Para tanto, alegaram que a herança é integrada, ademais, pelo prédio melhor identificado no art. 2.º da petição inicial, sendo os réus, por sua vez, proprietários de um prédio confinante situado a norte daquele.
Que tais prédios pertenceram ao mesmo proprietário, sendo que vieram posteriormente, por partilha, a caber a proprietários diferentes que, entre si, acordaram que a divisão entre os prédios se faria pela metade do cabano que fica a poente dos mesmos e da segunda coluna de tal cabano, indo em linha recta até ao cunhal sul/nascente da casa dos réus e terminando a meio do canastro situado a nascente dos prédios.

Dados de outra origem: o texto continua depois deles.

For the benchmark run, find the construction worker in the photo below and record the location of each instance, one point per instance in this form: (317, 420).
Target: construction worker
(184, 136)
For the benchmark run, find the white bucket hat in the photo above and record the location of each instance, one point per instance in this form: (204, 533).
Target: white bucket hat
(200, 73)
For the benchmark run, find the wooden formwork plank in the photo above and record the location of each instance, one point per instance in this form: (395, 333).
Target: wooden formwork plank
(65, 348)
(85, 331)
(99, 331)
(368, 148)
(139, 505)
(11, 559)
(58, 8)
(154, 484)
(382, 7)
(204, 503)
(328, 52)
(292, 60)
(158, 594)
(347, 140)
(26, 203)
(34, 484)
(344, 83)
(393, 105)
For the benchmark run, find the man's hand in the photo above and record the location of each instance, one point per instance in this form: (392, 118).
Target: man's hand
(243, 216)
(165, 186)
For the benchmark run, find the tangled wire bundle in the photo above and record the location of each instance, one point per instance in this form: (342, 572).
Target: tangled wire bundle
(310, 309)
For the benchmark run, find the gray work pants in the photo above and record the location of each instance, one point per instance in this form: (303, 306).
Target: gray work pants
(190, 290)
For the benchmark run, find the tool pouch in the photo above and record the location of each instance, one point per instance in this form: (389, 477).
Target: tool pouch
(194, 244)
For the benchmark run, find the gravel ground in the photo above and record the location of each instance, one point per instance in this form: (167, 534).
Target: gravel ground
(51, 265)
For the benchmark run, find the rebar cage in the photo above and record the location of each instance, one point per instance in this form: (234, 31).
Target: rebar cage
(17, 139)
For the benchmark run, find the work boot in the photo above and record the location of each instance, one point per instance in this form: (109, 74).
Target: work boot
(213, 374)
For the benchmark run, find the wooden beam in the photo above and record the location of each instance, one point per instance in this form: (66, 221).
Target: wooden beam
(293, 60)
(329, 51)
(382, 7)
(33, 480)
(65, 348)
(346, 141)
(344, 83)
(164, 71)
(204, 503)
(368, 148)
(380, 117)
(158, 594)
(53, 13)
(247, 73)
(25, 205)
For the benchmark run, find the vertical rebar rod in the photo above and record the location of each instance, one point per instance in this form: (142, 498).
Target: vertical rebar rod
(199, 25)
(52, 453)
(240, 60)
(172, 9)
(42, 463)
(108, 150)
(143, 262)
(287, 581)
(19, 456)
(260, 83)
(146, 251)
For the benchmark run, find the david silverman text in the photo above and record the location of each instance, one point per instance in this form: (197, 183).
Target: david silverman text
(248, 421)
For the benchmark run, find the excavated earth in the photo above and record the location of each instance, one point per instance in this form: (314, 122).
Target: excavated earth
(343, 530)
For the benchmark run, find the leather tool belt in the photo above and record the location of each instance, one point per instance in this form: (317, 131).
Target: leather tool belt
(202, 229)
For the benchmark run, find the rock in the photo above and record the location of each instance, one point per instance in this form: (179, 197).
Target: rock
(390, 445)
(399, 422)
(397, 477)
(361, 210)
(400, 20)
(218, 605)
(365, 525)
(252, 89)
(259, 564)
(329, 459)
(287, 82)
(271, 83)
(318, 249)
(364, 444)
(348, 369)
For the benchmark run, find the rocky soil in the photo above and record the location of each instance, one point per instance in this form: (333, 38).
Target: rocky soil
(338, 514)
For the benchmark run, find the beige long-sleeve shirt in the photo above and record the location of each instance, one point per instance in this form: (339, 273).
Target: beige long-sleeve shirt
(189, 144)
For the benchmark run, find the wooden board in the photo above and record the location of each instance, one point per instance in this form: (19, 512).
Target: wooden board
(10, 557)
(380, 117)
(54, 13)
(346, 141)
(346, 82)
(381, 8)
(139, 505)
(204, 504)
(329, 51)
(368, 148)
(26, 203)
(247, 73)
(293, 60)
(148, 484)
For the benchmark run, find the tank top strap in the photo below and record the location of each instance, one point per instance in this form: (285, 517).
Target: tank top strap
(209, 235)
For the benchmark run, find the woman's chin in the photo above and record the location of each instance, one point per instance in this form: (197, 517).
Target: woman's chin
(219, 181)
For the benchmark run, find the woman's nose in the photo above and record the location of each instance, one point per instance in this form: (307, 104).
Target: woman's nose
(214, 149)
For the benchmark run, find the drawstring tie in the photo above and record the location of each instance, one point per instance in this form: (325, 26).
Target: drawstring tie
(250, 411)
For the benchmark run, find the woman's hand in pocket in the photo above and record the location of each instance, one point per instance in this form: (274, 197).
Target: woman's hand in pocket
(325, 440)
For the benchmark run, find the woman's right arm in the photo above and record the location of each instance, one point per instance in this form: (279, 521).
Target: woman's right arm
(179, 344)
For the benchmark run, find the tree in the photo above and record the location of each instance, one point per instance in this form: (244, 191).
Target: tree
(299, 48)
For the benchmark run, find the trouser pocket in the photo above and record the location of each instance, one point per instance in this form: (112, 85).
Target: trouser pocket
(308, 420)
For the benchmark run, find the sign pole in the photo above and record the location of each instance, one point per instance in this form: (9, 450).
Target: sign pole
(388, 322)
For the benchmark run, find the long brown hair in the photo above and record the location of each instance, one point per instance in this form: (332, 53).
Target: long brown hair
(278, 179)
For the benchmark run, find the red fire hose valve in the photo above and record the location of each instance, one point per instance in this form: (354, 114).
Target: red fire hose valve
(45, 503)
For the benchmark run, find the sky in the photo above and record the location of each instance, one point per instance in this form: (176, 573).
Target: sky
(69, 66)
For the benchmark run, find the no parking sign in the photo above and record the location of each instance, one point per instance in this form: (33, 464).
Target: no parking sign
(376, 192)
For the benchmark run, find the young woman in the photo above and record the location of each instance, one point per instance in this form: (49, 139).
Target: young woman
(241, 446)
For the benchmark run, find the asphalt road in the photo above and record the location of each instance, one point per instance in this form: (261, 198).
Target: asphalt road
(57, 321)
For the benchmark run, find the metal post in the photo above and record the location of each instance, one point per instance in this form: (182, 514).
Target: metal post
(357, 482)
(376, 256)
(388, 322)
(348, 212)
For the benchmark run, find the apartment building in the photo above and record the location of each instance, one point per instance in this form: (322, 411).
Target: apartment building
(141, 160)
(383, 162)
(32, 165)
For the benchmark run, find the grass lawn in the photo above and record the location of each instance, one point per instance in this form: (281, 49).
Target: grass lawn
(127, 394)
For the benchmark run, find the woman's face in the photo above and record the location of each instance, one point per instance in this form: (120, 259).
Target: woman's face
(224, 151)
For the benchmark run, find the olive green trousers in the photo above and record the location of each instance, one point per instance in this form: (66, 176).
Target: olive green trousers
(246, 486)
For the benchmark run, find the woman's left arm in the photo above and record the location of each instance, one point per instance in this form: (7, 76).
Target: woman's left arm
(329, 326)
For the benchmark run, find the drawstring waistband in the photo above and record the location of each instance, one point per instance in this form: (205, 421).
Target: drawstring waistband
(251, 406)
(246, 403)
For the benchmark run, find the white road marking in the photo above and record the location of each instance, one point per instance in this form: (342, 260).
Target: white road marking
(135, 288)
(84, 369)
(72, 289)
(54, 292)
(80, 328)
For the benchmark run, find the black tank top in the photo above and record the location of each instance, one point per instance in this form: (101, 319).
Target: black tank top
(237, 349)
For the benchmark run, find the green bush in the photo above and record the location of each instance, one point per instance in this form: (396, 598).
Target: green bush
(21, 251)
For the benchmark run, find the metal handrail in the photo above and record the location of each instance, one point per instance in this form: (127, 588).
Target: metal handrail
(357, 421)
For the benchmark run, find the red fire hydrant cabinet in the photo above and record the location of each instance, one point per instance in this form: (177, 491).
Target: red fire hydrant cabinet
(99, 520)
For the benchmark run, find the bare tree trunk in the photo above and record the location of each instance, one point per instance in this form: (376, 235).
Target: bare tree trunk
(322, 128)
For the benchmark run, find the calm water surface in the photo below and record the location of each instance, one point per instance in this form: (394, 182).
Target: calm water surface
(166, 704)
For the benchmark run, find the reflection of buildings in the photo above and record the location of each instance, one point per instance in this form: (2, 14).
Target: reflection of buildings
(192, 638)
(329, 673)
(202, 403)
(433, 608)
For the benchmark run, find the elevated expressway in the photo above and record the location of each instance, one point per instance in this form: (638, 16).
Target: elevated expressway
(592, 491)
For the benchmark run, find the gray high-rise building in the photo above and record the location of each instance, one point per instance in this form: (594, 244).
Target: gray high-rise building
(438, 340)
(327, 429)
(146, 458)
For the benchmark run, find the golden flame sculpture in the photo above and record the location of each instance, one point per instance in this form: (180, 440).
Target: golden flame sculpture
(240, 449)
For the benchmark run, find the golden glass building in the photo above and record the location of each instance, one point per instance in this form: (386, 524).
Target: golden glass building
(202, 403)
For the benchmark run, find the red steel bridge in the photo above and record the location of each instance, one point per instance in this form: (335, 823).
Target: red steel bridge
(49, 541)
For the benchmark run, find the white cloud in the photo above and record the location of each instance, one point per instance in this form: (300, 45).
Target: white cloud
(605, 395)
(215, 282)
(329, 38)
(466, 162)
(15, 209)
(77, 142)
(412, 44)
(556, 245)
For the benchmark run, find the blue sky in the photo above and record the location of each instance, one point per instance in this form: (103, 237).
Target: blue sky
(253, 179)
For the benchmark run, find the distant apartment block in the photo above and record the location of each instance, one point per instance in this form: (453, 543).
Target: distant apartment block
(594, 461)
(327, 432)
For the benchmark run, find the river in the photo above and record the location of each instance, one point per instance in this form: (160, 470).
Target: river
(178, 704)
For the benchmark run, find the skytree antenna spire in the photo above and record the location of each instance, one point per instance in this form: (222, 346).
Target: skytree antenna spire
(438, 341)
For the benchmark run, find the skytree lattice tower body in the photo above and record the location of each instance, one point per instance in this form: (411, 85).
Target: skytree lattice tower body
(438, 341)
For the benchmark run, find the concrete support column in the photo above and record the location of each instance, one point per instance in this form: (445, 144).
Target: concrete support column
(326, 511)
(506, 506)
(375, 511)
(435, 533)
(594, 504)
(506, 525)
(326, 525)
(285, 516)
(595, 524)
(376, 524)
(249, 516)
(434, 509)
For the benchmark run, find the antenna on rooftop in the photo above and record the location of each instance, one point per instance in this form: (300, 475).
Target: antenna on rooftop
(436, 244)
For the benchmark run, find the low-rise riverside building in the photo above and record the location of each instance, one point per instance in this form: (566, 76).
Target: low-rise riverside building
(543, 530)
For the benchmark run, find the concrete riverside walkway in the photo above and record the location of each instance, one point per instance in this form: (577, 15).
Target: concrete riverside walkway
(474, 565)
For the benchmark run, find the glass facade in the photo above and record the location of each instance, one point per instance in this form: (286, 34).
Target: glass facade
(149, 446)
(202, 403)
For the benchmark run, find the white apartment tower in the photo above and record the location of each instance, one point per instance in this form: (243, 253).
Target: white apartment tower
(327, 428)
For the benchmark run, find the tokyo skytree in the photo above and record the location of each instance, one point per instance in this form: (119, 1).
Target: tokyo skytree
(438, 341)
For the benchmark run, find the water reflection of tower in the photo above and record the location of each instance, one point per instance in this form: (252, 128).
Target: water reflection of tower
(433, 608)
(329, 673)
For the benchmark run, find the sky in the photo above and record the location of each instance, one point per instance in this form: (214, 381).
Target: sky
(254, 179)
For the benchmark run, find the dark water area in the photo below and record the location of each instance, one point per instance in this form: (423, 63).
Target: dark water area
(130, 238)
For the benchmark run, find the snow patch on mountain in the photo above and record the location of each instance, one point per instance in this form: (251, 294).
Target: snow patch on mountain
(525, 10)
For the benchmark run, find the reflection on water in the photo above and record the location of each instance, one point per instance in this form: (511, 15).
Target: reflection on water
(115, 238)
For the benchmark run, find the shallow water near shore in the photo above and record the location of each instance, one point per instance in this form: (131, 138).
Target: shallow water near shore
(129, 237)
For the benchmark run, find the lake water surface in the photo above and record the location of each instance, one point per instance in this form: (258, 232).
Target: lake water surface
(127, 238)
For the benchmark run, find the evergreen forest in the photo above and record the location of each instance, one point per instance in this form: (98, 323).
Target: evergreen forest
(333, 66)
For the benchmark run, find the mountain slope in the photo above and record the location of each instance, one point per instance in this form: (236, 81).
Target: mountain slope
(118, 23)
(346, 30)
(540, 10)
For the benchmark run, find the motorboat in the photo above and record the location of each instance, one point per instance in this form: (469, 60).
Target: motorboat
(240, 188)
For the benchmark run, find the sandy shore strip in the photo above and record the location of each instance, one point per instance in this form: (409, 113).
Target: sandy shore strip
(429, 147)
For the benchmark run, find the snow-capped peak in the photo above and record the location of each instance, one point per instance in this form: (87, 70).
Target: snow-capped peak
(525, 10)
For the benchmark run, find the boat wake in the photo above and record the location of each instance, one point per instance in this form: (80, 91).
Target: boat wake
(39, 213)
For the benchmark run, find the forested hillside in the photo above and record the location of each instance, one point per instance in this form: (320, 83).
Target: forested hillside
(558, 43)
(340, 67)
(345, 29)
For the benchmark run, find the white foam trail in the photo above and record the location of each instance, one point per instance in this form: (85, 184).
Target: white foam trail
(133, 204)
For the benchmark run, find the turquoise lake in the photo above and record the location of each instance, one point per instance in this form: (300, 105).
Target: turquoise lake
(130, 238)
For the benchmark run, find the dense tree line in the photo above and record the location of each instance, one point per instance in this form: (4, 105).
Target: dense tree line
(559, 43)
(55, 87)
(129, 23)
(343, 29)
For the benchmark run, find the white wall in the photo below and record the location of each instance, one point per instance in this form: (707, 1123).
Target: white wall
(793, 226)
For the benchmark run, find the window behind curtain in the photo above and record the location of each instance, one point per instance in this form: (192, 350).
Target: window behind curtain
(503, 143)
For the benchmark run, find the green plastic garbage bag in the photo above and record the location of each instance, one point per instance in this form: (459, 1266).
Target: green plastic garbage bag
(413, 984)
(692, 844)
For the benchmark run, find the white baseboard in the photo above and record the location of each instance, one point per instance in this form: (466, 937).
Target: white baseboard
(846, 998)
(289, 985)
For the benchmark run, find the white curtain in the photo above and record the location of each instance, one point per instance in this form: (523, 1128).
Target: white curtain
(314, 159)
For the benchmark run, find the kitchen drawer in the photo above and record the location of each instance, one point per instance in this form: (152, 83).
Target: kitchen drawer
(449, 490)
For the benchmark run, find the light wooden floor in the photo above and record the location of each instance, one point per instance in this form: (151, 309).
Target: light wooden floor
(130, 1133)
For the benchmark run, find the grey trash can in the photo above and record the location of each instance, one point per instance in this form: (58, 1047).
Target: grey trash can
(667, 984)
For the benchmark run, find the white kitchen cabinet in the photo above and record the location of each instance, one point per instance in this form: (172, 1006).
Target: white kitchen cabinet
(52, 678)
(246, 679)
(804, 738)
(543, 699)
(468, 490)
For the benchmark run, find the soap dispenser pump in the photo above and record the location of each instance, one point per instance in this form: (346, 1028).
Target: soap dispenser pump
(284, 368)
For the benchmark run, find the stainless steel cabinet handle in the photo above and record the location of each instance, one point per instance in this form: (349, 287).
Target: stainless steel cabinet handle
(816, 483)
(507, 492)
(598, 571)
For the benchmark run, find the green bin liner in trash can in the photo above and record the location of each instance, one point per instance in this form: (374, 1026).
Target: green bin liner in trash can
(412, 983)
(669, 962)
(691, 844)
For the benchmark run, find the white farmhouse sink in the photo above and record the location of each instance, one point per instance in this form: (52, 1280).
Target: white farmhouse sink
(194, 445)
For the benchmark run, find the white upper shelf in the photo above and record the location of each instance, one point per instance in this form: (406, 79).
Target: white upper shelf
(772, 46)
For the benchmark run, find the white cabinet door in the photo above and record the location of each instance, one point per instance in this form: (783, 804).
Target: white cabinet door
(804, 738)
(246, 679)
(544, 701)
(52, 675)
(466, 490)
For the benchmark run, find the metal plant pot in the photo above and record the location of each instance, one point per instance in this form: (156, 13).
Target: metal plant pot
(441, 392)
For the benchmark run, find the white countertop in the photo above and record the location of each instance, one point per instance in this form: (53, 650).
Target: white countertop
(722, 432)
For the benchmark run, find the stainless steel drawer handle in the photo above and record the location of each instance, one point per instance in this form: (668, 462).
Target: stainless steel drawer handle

Mais acordaram que seria mantida a servidão de passagem para o prédio dos autores com a extensão melhor explicitada no art. 19.º da petição inicial, sendo que, desde 1956, os autores e réus (e seus antepossuidores) respeitaram tal divisão e servidão de passagem, tendo os autores praticado actos de posse até à referida linha, à vista de toda a gente e sem oposição de ninguém, convencidos de que o terreno lhes pertencia, tendo também, desde então, transitado a pé, de carro de bois, tractor e veículos automóveis sobre a faixa referida no art. 19.º da petição inicial para acederem ao seu prédio, assim tendo actuado à vista de toda a gente e sem oposição de ninguém, na convicção de estar a usar de direito próprio e por destinação de pai de família.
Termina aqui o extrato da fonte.